The archaeology of Film

The subject of this archeological research is the 16mm copy of the documentary WERNER HERZOG EATS HIS SHOE (USA 1980, R: Les Blank) that is in the Arsenal archive. The film shows director Werner Herzog cooking and eating his Clarks desert boots at a public performance in an American cinema. The archeological work involves examining the film's different contexts, as well as preparing a public presentation of the project results.

As opposed to films that are thought to have disappeared or have been found unexpectedly, where the opening of rusty film canisters, the rescuing from damp basements or the snatching from oblivion play a role and thus anticipate an archeological perspective, WERNER HERZOG EATS HIS SHOE is a typical "bonus film". Instead of disappearing, the film made a career as an add-on. In film seasons as well as on the DVD market, the film was predominantly relegated to the status of footnote. It effectively disappeared into the role of "add-on".
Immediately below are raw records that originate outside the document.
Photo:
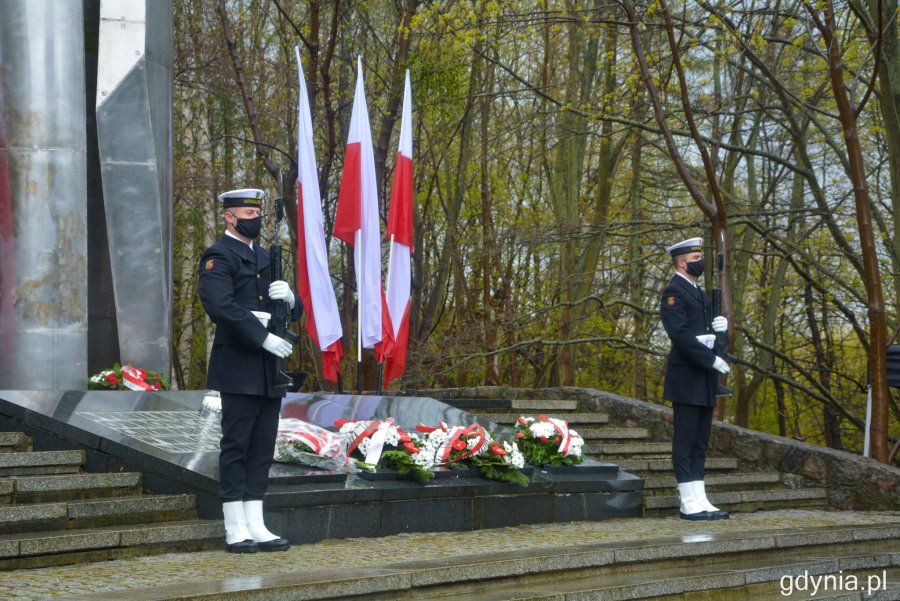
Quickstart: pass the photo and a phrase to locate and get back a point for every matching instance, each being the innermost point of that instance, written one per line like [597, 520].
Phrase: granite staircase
[630, 446]
[53, 513]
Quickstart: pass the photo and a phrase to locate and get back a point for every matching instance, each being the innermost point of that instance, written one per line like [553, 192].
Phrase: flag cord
[358, 259]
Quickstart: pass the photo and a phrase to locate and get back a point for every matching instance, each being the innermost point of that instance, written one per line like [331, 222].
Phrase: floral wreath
[127, 377]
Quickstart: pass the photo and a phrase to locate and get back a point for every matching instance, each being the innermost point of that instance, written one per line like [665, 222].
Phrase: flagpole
[387, 291]
[359, 299]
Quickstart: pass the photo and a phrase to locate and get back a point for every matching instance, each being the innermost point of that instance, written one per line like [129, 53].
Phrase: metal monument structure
[85, 189]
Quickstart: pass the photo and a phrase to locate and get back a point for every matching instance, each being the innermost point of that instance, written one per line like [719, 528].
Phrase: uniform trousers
[690, 440]
[249, 427]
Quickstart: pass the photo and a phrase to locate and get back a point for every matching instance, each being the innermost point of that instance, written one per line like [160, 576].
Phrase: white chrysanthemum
[437, 437]
[513, 456]
[539, 429]
[392, 438]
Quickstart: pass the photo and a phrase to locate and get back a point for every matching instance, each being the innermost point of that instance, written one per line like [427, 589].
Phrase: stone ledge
[852, 481]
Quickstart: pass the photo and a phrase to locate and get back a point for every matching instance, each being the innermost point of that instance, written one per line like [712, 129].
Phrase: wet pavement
[174, 568]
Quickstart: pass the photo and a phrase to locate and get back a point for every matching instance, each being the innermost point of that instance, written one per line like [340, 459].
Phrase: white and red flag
[323, 323]
[356, 221]
[400, 233]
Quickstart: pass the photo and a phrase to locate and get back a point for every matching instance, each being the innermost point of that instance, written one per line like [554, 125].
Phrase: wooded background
[546, 191]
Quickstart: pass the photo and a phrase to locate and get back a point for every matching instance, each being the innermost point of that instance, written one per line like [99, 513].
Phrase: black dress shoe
[244, 546]
[279, 544]
[697, 517]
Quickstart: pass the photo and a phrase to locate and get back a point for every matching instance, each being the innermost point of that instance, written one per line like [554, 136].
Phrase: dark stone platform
[166, 436]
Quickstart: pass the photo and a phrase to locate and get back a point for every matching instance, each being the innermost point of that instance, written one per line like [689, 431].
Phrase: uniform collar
[686, 279]
[230, 235]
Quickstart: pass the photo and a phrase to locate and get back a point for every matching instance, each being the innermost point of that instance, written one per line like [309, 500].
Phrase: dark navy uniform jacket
[234, 280]
[690, 378]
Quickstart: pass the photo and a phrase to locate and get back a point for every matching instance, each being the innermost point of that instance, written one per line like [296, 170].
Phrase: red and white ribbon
[562, 428]
[135, 378]
[456, 433]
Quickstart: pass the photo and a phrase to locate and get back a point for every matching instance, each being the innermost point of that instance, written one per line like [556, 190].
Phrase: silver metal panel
[42, 107]
[134, 139]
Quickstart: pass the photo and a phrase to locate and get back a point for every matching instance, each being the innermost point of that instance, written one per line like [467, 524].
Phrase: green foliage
[528, 269]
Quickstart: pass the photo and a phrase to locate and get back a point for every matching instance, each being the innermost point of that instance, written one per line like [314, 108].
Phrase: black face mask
[249, 228]
[695, 268]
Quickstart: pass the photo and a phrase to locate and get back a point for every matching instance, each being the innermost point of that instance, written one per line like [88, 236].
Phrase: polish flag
[356, 221]
[323, 323]
[400, 233]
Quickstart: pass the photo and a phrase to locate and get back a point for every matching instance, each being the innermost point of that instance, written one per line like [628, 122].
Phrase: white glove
[279, 290]
[719, 365]
[720, 324]
[277, 346]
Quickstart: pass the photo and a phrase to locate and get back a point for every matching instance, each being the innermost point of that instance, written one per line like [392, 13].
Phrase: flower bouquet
[379, 443]
[548, 441]
[473, 446]
[126, 377]
[300, 442]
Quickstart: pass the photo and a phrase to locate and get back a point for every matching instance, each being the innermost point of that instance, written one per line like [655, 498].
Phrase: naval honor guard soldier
[235, 290]
[691, 380]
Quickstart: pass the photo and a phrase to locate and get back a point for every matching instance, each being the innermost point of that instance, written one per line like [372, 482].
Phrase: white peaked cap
[687, 246]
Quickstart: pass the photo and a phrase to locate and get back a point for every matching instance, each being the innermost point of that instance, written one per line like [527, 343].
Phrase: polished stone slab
[173, 442]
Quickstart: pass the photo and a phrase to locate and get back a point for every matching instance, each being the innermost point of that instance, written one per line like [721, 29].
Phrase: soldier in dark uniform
[235, 289]
[691, 376]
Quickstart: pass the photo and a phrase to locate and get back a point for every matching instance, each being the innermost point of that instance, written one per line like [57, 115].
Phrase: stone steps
[629, 450]
[632, 450]
[29, 463]
[722, 482]
[43, 549]
[11, 442]
[52, 513]
[600, 435]
[43, 489]
[92, 513]
[576, 420]
[730, 565]
[744, 500]
[648, 467]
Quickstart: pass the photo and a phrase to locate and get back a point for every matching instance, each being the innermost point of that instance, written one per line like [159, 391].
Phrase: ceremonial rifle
[280, 323]
[715, 301]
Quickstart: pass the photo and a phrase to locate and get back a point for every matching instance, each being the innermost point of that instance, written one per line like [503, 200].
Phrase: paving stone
[180, 571]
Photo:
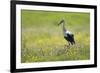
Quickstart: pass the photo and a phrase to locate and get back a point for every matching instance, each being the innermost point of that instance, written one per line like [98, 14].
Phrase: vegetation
[42, 39]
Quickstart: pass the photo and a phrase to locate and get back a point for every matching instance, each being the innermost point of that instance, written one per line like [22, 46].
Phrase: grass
[42, 39]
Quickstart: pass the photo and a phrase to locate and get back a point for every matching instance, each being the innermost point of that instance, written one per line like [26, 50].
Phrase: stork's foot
[67, 46]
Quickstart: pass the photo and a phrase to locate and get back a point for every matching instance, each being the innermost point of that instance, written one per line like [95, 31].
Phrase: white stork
[67, 34]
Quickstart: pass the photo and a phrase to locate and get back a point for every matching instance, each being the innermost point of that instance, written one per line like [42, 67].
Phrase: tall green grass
[42, 39]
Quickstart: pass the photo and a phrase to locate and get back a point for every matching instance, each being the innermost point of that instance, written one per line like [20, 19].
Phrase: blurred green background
[42, 39]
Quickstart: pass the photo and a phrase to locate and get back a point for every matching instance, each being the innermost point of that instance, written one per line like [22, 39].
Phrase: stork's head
[62, 21]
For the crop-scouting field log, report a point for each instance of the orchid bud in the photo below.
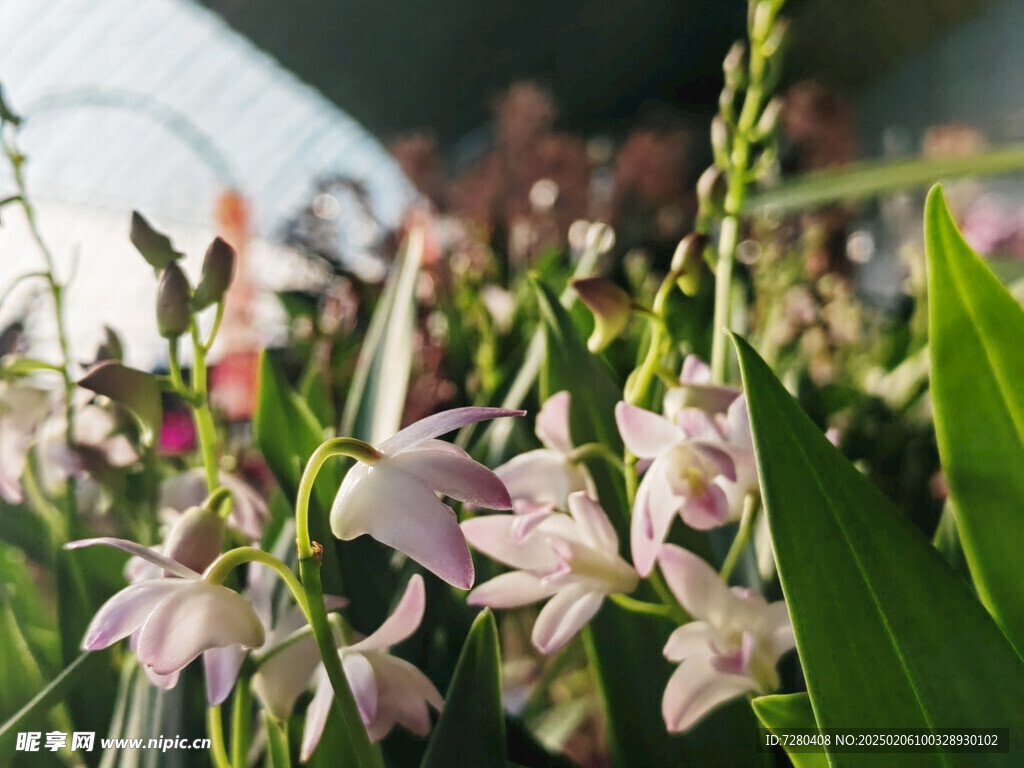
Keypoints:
(173, 316)
(610, 306)
(712, 188)
(734, 67)
(687, 262)
(218, 269)
(196, 539)
(156, 248)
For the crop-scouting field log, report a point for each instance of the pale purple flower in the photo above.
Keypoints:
(731, 649)
(388, 690)
(541, 480)
(393, 499)
(571, 558)
(680, 479)
(176, 616)
(22, 410)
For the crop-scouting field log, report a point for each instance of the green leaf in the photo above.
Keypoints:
(888, 635)
(136, 390)
(787, 713)
(869, 179)
(976, 336)
(471, 729)
(377, 396)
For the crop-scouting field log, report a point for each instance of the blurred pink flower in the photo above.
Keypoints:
(393, 499)
(571, 558)
(177, 616)
(732, 647)
(388, 690)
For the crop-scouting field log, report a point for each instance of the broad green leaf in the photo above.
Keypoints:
(888, 635)
(791, 712)
(377, 396)
(976, 333)
(471, 729)
(869, 179)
What happens if a film is removed from its cocoon of add-on and put in the spotlight? How does one reach it? What does one dig out? Which details of the history of film and cinema come to the surface? Which connections (from philosophy to art history to the world of consumers) reveal themselves?

The sub-project involves students taking part in the "Archeology of film and cinema: Theories and projects" course at the Freie Universität Berlin. A public presentation of the results could take place in January 2012. A continuation of the project, with the goal of publishing a book (e.g. a small reader about the archaeology of film without a DVD), would be feasible depending on the results. One could also think about purchasing a new film copy if this made sense and was financially feasible as part of the project.